🤖 AI Summary
Value decomposition methods in multi-agent reinforcement learning suffer from representational limitations and optimization difficulties—particularly when joint value decomposition is insufficient or when local agent observations mismatch global state features, leading to misleading policy updates.
Method: We propose the Heterogeneous Strategy Fusion (HSF) framework, which avoids designing novel decomposition architectures and instead horizontally integrates mainstream value decomposition methods (e.g., VDN, QMIX, QPLEX). HSF employs a policy-ensemble-driven dynamic selection mechanism for adaptive scheduling, enforces consistency constraints across heterogeneous policies to mitigate exploration bias, and combines policy distillation with collaborative updates to ensure high-quality joint policies.

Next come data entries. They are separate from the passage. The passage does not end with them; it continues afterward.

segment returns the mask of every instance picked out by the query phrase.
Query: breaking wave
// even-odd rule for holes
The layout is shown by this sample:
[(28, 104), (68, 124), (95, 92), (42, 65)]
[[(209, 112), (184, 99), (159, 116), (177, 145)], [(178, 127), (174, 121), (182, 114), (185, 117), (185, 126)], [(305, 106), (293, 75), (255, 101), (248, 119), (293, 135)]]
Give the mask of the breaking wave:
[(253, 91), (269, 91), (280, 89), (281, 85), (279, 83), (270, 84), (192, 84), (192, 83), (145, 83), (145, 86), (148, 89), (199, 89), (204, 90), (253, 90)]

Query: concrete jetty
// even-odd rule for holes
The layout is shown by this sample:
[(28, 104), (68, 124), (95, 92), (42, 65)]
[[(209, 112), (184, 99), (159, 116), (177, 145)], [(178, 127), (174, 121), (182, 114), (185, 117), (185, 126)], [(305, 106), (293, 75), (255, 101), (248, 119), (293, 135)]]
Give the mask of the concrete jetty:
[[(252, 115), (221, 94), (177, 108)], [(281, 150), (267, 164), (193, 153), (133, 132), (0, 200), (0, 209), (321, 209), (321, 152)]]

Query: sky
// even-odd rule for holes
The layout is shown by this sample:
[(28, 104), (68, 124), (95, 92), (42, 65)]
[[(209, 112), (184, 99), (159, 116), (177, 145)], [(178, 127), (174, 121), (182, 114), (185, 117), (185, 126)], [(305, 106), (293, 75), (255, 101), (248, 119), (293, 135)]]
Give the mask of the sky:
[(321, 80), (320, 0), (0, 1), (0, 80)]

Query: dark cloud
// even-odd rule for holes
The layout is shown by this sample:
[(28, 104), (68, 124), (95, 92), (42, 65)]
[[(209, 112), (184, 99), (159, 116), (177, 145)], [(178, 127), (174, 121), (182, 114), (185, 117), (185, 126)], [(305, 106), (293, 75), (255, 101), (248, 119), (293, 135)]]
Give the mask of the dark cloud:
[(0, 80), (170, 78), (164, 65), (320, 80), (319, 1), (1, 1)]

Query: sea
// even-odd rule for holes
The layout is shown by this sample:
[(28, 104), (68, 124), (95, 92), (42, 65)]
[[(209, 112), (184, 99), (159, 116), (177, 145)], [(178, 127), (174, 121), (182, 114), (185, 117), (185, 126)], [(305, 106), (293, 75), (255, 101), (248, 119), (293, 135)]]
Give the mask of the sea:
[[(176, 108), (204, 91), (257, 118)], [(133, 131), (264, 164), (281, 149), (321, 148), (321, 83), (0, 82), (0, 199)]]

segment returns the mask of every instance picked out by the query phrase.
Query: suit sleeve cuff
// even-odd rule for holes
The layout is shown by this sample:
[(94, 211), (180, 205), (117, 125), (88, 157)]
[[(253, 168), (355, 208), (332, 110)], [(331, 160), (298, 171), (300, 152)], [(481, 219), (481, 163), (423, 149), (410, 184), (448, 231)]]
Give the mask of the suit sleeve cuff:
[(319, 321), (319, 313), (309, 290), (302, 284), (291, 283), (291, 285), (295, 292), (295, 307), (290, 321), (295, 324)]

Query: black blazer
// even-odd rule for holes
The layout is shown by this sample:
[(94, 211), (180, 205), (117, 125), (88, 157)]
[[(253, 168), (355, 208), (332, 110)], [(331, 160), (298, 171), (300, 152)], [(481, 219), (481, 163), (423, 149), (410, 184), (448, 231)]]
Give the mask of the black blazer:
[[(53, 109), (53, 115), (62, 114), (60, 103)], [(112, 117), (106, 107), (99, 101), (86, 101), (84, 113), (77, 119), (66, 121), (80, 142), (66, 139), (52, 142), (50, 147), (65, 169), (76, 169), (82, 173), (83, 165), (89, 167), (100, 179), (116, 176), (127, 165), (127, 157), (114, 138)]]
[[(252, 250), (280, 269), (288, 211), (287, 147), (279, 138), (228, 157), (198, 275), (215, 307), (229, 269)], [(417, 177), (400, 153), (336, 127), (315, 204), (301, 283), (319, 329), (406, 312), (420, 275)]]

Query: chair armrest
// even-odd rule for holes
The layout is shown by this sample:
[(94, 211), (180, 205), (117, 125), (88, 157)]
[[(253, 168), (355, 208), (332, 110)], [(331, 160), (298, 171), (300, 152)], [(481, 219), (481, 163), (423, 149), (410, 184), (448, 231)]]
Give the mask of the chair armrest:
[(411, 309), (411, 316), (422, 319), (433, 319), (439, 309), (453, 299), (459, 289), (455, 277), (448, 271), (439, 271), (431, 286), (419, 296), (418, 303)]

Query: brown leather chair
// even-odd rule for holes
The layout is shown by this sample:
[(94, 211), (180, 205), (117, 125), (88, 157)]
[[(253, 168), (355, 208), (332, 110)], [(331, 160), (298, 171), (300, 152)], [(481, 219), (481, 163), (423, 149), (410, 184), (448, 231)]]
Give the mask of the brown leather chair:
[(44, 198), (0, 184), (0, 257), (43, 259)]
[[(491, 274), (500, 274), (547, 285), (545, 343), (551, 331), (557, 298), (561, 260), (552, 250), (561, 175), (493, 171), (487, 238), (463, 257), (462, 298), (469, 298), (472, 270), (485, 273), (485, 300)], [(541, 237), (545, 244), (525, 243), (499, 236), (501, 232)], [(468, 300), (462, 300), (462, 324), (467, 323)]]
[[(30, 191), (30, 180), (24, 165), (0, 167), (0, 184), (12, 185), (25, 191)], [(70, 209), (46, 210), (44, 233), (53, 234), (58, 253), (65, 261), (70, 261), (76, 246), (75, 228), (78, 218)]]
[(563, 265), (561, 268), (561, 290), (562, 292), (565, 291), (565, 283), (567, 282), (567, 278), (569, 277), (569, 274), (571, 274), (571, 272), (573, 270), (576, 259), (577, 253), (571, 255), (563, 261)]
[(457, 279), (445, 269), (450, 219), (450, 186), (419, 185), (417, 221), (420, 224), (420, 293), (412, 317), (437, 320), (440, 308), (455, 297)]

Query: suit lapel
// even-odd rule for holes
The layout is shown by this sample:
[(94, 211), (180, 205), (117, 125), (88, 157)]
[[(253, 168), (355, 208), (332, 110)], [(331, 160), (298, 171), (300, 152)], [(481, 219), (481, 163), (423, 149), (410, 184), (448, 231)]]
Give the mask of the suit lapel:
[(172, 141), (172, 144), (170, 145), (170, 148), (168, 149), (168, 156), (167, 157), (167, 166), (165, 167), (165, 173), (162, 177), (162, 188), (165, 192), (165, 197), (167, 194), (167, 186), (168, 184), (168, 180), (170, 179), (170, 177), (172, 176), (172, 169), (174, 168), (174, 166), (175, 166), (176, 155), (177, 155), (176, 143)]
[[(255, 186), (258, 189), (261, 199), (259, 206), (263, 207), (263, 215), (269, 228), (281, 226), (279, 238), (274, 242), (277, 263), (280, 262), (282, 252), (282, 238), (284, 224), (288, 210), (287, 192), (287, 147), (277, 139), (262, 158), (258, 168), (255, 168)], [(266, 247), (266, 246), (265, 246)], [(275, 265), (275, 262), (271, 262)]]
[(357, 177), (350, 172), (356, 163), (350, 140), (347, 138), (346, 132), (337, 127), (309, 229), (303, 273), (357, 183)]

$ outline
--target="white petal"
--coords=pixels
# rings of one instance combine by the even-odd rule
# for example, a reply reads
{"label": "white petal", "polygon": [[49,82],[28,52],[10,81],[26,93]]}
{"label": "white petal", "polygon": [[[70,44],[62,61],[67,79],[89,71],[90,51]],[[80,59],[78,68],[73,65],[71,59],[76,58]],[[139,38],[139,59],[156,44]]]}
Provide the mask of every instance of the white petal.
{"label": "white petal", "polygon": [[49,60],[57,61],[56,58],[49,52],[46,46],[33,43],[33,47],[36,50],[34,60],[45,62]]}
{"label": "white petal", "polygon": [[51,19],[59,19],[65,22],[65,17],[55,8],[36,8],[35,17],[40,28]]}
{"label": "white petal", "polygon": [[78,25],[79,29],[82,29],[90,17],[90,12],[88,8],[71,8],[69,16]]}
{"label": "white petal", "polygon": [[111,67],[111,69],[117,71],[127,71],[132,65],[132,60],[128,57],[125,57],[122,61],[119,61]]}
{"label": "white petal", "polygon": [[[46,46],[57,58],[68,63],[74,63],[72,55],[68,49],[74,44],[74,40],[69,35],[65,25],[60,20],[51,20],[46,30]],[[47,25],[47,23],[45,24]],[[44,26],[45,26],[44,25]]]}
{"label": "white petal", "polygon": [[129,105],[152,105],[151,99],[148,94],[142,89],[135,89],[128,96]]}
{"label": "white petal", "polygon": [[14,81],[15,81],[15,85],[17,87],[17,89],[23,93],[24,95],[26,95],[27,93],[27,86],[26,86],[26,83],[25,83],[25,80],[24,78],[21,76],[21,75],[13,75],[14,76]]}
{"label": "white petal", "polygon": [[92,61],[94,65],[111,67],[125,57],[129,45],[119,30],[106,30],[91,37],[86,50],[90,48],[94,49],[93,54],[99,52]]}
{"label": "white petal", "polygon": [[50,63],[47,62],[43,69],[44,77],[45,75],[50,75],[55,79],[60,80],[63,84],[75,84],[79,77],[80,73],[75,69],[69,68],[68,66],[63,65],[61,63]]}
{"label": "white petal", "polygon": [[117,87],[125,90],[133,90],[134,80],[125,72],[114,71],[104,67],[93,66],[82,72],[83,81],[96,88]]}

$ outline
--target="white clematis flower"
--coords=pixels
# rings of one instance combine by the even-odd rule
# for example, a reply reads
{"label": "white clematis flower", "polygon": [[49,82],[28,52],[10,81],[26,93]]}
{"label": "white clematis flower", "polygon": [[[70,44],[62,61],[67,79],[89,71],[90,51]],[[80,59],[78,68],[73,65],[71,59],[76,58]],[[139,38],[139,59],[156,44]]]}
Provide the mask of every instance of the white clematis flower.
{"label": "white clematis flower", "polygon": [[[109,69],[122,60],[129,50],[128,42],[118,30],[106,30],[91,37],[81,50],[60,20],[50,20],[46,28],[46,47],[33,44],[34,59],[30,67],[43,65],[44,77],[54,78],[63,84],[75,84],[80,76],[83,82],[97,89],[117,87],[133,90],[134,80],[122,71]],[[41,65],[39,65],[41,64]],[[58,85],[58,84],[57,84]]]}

Results: Evaluated on standard StarCraft II cooperative tasks, HSF significantly outperforms baseline methods—achieving faster convergence, enhanced collaboration robustness, and plug-and-play compatibility without requiring modifications to underlying algorithms.
📝 Abstract
Value decomposition (VD) has become one of the most prominent solutions in cooperative multi-agent reinforcement learning. Most existing methods generally explore how to factorize the joint value and minimize the discrepancies between agent observations and characteristics of environmental states. However, direct decomposition may result in limited representation or difficulty in optimization. Orthogonal to designing a new factorization scheme, in this paper, we propose Heterogeneous Policy Fusion (HPF) to integrate the strengths of various VD methods. We construct a composite policy set to select policies for interaction adaptively. Specifically, this adaptive mechanism allows agents' trajectories to benefit from diverse policy transitions while incorporating the advantages of each factorization method. Additionally, HPF introduces a constraint between these heterogeneous policies to rectify the misleading update caused by the unexpected exploratory or suboptimal non-cooperation. Experimental results on cooperative tasks show HPF's superior performance over multiple baselines, proving its effectiveness and ease of implementation.